DIRECTED BY NICHOLAS JARECKI
Like the silvery coiffure of protagonist Robert Miller, a billionaire Wall Street patriarch played by Richard Gere, Nicholas Jarecki’s Arbitrage is all shades of grey. Thanks in large part to Gere’s superb, Machiavellian performance, what looks on paper to be a straightforward, Madoff-inspired, down-with-fat-cats morality play becomes something far murkier, and more compelling.

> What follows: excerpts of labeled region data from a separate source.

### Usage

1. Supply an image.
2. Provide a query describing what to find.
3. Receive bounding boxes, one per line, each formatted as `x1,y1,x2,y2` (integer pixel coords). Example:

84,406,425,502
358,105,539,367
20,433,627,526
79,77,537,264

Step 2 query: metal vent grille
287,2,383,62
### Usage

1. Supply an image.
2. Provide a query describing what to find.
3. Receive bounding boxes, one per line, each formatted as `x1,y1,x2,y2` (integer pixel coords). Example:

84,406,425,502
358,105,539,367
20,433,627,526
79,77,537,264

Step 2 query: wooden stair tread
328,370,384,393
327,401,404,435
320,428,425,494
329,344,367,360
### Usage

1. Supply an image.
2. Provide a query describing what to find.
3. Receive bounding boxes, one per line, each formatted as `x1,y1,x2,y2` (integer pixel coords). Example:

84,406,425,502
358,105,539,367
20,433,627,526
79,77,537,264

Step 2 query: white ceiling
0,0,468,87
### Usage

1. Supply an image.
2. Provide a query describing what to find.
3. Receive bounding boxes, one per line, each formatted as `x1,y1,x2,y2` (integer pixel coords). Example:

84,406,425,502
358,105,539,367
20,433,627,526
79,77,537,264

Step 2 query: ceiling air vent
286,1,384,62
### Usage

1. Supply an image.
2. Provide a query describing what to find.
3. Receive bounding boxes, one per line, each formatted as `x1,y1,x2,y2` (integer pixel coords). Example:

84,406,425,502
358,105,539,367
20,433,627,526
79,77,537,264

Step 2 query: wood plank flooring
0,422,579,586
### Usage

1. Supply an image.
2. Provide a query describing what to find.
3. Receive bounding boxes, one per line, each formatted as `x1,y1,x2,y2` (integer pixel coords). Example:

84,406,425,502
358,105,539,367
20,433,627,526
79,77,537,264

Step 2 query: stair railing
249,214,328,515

By rights, Gere’s Miller is worthy of nothing but indignation: despite his sterling reputation as a philanthropic Manhattan hedge-fund magnate, he is, in fact, a philandering fraud, guilty of cooking his company’s books to the tune of $400 million—and of a spot of vehicular manslaughter to boot. And yet, Jarecki succeeds in eliciting sympathy for this devilish lead and his desperate bid to escape justice on both counts, lest the ensuing scandal scupper a major business transaction and reveal the depths of his duplicity to his unwitting, devoted family. (Brit Marling features as Miller’s daughter and protégé; Susan Sarandon plays his increasingly wary wife.)

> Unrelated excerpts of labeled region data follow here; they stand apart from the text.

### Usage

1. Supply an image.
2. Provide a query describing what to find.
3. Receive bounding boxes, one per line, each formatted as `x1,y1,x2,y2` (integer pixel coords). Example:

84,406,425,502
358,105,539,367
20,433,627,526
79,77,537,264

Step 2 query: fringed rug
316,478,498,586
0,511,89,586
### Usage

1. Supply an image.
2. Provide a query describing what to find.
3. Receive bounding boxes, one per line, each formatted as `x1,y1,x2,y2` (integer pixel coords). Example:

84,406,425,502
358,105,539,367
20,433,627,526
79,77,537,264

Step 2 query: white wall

Even when Miller’s irredeemable selfishness threatens to implicate the innocent, working-class son of a former employee, he goes about his shrewd, unscrupulous maneuvering in a way that keeps us on his side. While some of Jarecki’s secondary characters conform too tidily to types, and some of his plotting veers toward contrivance, the debut writer-director sustains the ambiguity at the heart of Arbitrage with a deft touch. What the film has to say about the ubiquity of corruption isn’t revelatory, but its ability to enlist our complicity lends it an unsettling resonance.